The Council of States, the Second Chamber in India, consists of two hundred and fifty members, of whom the President nominates twelve members. The members nominated by the President are persons having special knowledge or practical experience in respect of such matters as literature, science, art, and social service. This system of representation is aristocratic in the best sense.
The weakness of Aristocracy.
But the evil inherent in all kinds of Aristocracies is that they form a separate interest, which is almost certain to come into conflict with the community’s interests. No wise and just principle has so far been devised for selecting the ruling class, and no safeguard has been suggested to ensure that the few will rule in the interests of all and not for their selfish advantage.
The privileged persons, who are destined to rule, form a class of vested interests, and they look on their privileges as a matter of right that ought to be transmitted unimpaired to their successors. Even the Aristocracy of the best soon degenerates into a class rule.
Flushed with power and authority, they become arrogant and proud and display towards the classes excluded from a share in the government, harshness, and cruelty which have been the more intolerable because accompanied by contempt.
Even an aristocracy of intellect has no convincing appeal to make. High intelligence is not the exclusive property of any single group, and rational individuals are distributed at random up and down the social scale. Of course, a person from a wealthy background stands a better chance of developing his intellectual potentialities. He will receive encouragement from his parents and the benefits of higher education. However, experience has shown that many of our finest intellects have Sprung from humble surroundings, and many of them have all but educated themselves.
The rule of hereditary succession, “aristocracy of breeding,” works evil as well as good. When it has prevailed for a long time, many hereditary dignities descend to persons quite unfit to exercise power or make good use of social influence.
Moreover, the division of people into classes provokes envy and opposition. The rulers become narrow, selfish, and domineering, causing widespread disaffection and,d eventually, rebellion. It is not rational to maintain and put faith in the myth that some are born to rule and others to be ruled. Such a government is unresponsive and irresponsible, for it excludes the masses from finding government interest.

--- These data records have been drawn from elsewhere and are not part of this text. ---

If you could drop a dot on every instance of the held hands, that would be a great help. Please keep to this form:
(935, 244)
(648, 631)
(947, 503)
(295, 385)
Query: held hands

They become the only recipients of orders. Aristocracy, therefore, is exclusive. It does not offer the people political training or political consciousness, which is so essential for citizenship. It is a government for passive dumb, driven creatures and not for politically awakened and active citizens. Similarly, property, like birth, should not be the criterion for elevating a person to rule.

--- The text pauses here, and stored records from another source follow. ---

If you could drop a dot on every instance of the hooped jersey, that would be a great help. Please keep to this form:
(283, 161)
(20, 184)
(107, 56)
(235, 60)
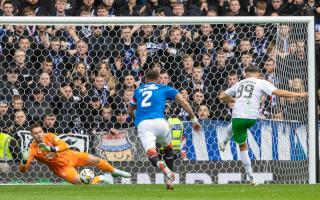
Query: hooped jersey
(247, 95)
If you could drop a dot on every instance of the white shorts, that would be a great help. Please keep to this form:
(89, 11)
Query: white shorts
(152, 130)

Governing power cannot be wisely restricted to persons who, either by accident of birth, are born in rich families or to whom some freak of fortune has brought riches. When in power, such fortunate persons devise all means, sane or insane, to perpetuate their own interests, reducing the masses to a pitiable plight.
A great defect of the aristocracy, says Bluntschli, is its excessive rigidity. A government that has reverence for long-established customs and traditions cannot have a dynamic Outlook. A good government must keep pace with the economic and social requirements of society. The aristocracy will resist all such changes to preserve its power. It is not a dynamic mechanism of government for the fulfillment of the needs of a dynamic man.
It cannot, therefore, serve the purpose of our times. It stands for backwardness. Finally, Aristocracy stands for pomp and splendor. All this grandeur and dignity entail huge expenditure and extravagance at the very high cost of the public good.